Organizations need to educate their employees how to spot fraudulent emails and alert them to the dangers of malicious emails. To draw the attention of the participants in such education, make the contents easy to understand and do not rely on technical terms. Actively encourage employees to report suspicious emails and provide feedback on the report. Automation is not bad, but the moment it is used to lessen actual human-to-human interaction is detrimental to the company as well. All the while adhering to generally acceptable ways of secure IT policies.

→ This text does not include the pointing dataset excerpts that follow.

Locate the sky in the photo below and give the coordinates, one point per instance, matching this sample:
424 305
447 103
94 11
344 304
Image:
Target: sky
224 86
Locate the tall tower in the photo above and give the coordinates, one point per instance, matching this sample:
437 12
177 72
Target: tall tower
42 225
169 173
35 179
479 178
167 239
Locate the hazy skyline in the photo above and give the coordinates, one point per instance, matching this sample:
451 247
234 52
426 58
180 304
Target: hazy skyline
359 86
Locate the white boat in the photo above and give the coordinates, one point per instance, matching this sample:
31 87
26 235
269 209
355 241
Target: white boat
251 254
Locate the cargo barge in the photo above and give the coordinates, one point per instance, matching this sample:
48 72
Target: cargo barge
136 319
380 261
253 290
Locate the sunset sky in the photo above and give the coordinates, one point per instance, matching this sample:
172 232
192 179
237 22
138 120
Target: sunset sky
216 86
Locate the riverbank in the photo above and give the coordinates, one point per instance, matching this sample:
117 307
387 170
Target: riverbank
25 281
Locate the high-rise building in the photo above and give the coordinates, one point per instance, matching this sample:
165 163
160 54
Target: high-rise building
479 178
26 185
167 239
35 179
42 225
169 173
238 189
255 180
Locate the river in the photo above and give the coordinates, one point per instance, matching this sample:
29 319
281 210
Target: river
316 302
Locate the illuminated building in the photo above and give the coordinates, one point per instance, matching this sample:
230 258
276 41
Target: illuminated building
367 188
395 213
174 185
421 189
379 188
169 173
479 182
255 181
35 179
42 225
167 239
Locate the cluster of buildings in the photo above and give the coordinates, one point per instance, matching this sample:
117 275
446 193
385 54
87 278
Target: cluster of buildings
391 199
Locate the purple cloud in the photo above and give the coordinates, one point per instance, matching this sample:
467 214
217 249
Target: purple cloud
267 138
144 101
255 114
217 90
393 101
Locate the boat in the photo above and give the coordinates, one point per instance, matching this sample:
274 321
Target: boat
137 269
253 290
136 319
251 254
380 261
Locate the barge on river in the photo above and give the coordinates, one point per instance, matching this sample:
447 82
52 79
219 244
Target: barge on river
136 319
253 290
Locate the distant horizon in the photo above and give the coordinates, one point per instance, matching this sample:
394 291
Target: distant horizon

It’s also essential to coordinate messages for specific users. For example, it does not make sense to instruct employees in the human resources department not to open attachments from external addresses. The entire purpose of the department should not be nullified just in the name of security, they must respond to applications from job seekers for example. Since recent email leak incidents becoming a very common everyday thing in the world today, an increasing number of organizations have installed encryption protocols as an extension to existing email applications and encrypted email.
The email settings allow the recipient to ignore the read-receipt request. But there is a secure email application that forces the sending of these confirmation messages. When the email is sent, the sender receives an email notifying that the email has been forwarded to the email server. When the sent email is opened, a notification email delivered to the sender. If the email is not opened within 3 days, a third email will be sent to the sender to notify that the email has not been opened.
Such applications have the disadvantage of increasing email traffic. But it’s true that organizations can clearly track and audit what has been sent, received and read to the intended recipients. Such email audits are required to comply with the GDPR. Not only is the email sent, but it also proves that it has been received and read. But while encryption can prevent email content leaks, it does not block malicious content or attachments.
A series of email multi-layered security protocols will help greatly to ensure compliance with the GDPR. However, the only way to ensure that your organization is protected from email-based attacks is to educate your employees properly and actively encourage email protection. Alongside it, a plan to outsource the hosting of corporate email makes a lot of sense. Google’s GDocs or Microsoft Office 360 email services covers the support and maintenance of email servers. Let the big boys perform email management, and small companies should focus on their core business.